According to the Federal State Statistics Service of the republic, in 2019 almost 650 million rubles of investments were attracted to the Atninsky district (except for budgetary funds and income from small businesses), a year earlier - 887 million. According to the assessment of the Committee of the Republic of Tatarstan on Socio-Economic Monitoring, investments in fixed assets of the Atninsky district in January–June 2020 amounted to 564,129 thousand rubles, or 0.3% of the total volume of investments in the republic. Based on the assessments of 2020 investments, the leading areas of the district are agriculture, hunting and fishing with almost 404 million rubles in total.

=== Transport ===

The administrative center is located 53 kilometers from Kazan, 30 kilometers southeast of the Kurkachi railway station. Highways Vysokaya Gora - Bolshaya Atnya - Klyuchi-Sap, Bolshaya Atnya - Arsk, Morki - Paranga pass through the territory of the region.

== Social area ==

In the Atninsky district, there are 12 secondary and 9 primary schools, one primary school-kindergarten and 11 kindergartens, as well as three institutions of additional education. There is one institution of secondary vocational education - Atninsky agricultural technical school named after Gabdulla Tukai. Education and upbringing in all institutions is carried out only in the Tatar language.

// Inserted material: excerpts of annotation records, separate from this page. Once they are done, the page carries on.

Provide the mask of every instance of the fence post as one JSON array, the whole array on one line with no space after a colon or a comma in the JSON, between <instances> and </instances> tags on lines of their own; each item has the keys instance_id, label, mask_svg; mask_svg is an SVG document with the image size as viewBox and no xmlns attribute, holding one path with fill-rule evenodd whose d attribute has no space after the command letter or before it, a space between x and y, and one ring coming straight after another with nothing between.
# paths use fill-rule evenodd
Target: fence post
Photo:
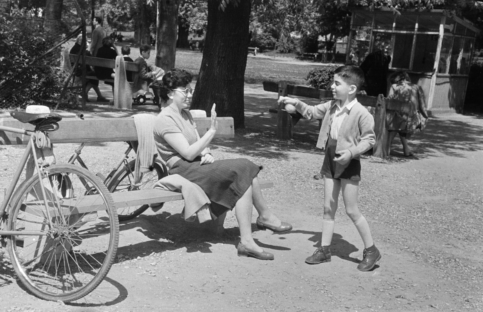
<instances>
[{"instance_id":1,"label":"fence post","mask_svg":"<svg viewBox=\"0 0 483 312\"><path fill-rule=\"evenodd\" d=\"M288 95L287 84L287 82L284 80L278 82L279 98ZM283 103L280 103L277 113L277 139L287 140L293 136L294 124L290 114L283 109Z\"/></svg>"},{"instance_id":2,"label":"fence post","mask_svg":"<svg viewBox=\"0 0 483 312\"><path fill-rule=\"evenodd\" d=\"M376 133L376 143L372 156L379 158L386 158L389 155L389 135L386 128L386 99L380 94L374 116L374 131Z\"/></svg>"}]
</instances>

There are 82 sports facilities in the district, the largest of which is the Ashit cultural and sports complex. The cultural sphere is represented by a cultural and sports center, 13 rural houses of culture, 27 clubs, a central regional library, a children's library, a local history museum and museums of Şihabetdin Märcani and Sibgat Khakim. One of the main socio-cultural attractions of the region is the Atninsky State Drama Theater named after Ğabdulla Tuqay in the village of Bolshaya Atnya. It was founded in 1918. The regional newspaper "Әtnә taңy" ("Atninskaya Zarya") is published in Tatar.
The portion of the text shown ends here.